Was Lew unaware of these issues when he spoke at his confirmation hearing? My guess is that he was confused about Glass–Steagall, not fully understanding that the final destruction of barriers to mergers opened the door to giant institutions and their increased burdens of risk. Yet even Clinton admitted in his recent book, Back To Work, that his administration’s failure to regulate derivatives was an error; Lew should surely have agreed with that.
For me, however, a more worrisome and less often addressed problem than Lew’s attitude toward regulation is that he appears to be a deficit hawk, one of a camp that is comfortable comparing government finances with family finances. To me this is the great litmus test: Should a Democratic treasury secretary say “Like every family we have to tighten our belts,” as Lew did in presenting Obama’s 2012 budget?

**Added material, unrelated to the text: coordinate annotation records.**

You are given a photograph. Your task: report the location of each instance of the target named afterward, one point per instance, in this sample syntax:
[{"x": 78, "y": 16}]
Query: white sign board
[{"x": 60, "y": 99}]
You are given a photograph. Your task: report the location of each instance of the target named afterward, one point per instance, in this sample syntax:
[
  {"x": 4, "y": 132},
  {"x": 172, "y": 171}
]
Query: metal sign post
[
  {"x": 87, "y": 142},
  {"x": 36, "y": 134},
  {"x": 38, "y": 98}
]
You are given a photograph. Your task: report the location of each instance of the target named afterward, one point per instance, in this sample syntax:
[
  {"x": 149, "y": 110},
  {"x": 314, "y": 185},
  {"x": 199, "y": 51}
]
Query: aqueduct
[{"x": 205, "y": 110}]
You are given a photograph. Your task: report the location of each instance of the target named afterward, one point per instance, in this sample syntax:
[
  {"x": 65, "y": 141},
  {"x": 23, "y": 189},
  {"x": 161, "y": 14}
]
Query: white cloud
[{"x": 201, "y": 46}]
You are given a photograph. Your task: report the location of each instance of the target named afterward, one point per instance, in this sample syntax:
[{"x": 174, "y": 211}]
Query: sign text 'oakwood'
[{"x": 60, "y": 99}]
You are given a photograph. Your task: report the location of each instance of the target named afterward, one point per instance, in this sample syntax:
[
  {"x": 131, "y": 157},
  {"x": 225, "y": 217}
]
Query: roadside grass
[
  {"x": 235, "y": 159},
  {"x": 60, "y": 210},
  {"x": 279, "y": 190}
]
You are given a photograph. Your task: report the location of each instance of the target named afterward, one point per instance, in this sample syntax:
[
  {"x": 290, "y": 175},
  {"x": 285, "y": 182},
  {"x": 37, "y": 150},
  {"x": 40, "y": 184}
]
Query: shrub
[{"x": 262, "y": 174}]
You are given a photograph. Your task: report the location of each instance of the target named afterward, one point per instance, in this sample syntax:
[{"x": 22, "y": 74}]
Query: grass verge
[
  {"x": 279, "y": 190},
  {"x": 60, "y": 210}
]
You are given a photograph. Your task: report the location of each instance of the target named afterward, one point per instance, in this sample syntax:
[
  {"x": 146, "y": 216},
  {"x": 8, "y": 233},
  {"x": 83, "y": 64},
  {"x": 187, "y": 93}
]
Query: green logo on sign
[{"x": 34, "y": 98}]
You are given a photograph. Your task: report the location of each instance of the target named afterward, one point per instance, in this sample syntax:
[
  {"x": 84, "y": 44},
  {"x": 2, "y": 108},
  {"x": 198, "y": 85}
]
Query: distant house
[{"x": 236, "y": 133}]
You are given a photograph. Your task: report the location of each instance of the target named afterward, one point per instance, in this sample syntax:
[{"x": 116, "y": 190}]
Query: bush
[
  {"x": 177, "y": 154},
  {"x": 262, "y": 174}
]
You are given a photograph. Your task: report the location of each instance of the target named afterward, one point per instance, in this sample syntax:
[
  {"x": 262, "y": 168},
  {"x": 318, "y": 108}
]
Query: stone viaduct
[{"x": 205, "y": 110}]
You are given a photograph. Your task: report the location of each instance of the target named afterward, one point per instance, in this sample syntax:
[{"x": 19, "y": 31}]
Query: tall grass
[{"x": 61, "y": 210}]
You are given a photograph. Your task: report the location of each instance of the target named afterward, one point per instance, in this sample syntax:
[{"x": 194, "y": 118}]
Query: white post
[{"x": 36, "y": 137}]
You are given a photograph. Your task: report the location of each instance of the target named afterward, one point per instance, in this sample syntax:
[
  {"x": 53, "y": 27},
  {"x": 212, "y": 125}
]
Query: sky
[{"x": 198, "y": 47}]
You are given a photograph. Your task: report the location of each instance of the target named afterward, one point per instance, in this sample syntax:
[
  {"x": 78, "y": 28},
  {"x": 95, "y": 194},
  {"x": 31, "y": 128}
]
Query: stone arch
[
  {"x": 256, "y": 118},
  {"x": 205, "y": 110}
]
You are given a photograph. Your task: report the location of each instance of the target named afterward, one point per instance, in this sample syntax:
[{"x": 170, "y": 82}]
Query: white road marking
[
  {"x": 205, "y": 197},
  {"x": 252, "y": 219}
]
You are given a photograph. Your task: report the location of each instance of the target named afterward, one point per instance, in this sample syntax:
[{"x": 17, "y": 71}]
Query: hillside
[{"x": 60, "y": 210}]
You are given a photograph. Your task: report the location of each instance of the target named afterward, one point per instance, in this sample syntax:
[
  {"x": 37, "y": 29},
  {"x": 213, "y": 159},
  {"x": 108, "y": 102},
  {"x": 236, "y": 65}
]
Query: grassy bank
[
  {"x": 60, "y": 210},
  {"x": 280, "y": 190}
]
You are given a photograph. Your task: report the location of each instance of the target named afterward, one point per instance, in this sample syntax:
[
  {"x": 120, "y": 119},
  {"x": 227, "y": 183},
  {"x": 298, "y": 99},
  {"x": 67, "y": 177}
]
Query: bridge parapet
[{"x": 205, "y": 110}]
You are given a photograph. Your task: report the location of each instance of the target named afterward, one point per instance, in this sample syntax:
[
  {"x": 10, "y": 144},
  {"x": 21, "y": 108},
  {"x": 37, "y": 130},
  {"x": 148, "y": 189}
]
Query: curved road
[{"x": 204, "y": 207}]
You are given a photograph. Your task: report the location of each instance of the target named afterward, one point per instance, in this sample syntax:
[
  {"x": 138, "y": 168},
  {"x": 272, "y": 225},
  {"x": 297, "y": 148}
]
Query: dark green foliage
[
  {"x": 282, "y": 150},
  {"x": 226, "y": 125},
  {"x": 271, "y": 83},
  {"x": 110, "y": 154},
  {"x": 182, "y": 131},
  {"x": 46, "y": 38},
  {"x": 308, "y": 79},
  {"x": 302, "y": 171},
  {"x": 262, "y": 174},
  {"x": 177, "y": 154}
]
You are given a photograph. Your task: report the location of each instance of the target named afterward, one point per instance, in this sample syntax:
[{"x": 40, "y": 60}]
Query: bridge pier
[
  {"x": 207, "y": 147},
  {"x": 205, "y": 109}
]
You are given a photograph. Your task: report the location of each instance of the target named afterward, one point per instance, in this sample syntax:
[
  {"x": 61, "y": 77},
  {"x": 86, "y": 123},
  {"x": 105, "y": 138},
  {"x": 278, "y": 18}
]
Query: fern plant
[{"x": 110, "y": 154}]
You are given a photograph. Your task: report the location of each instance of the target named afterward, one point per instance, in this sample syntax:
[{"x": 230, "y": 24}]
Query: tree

When a family tightens its belt, it’s unlikely that its income — wages, salaries, and so on — will shrink, or that an upcoming raise will be cancelled. When a nation tightens its belt, by contrast, its income, the GDP, is likely to grow less rapidly or to fall. So why resort to this petty and misleading cliché? Lew may well believe in it — his boss has previously drawn the comparison, too.
We can’t spend indefinitely, to be sure, but the rest of Lew’s budget talk would have made any Republican treasury official proud. He failed to talk about the crucial role of growth in controlling future deficits. He drew no serious distinction between near-term deficits and long-term ones. And though he did talk about how we had to spend — presumably on public investment — it’s worth noting that the Clinton Administration did not use the surpluses of the economic boom to significantly raise public investment. To the contrary, Clinton and his advisers Robert Rubin and Larry Summers prioritized debt repayment, and Greenspan loved the administration’s approach. Lew, as a Rubin underling and protégé, was no doubt solidly in their camp.
So this is the treasury secretary we’re going to get. Obama bravely backed a significant, if ultimately inadequate, stimulus early in his administration. From then until late 2011, he was consumed by the federal deficit, rarely mentioning how effective the stimulus was, never mind coming back for more. Washington commentators say the politics were stacked against him, but his attitude spoke to his actions on other issues: naming two deficit hawks as the head of his budget-balancing commission, barely mentioning the nation’s jobs emergency, buying into the austerity-economics argument.
Reports from Washington suggest that Lew is a strong advocate of the nation’s social-spending programs, which is heartening, but I worry that his instincts on the deficit will lead to a debt-ceiling deal borne mostly by the middle class and the poor. The nomination is a step backward — one that suggests Obama wants loyalists, not idea people, on economic policy. Were it otherwise, he might have chosen former Goldman Sachs co-head of finance Gary Gensler, now an indefatigable regulator as head of the Commodity Futures Trading Commission; or Gensler’s predecessor, Brooksely Born, who wanted to regulate derivatives but was chased from town by Clinton and his men; or former FDIC head Sheila Bair, who created too much friction with Geithner (often for good reason) to be a likely choice. Such people might have plotted a new and better course — but Obama wants a private at the treasury department, not a general.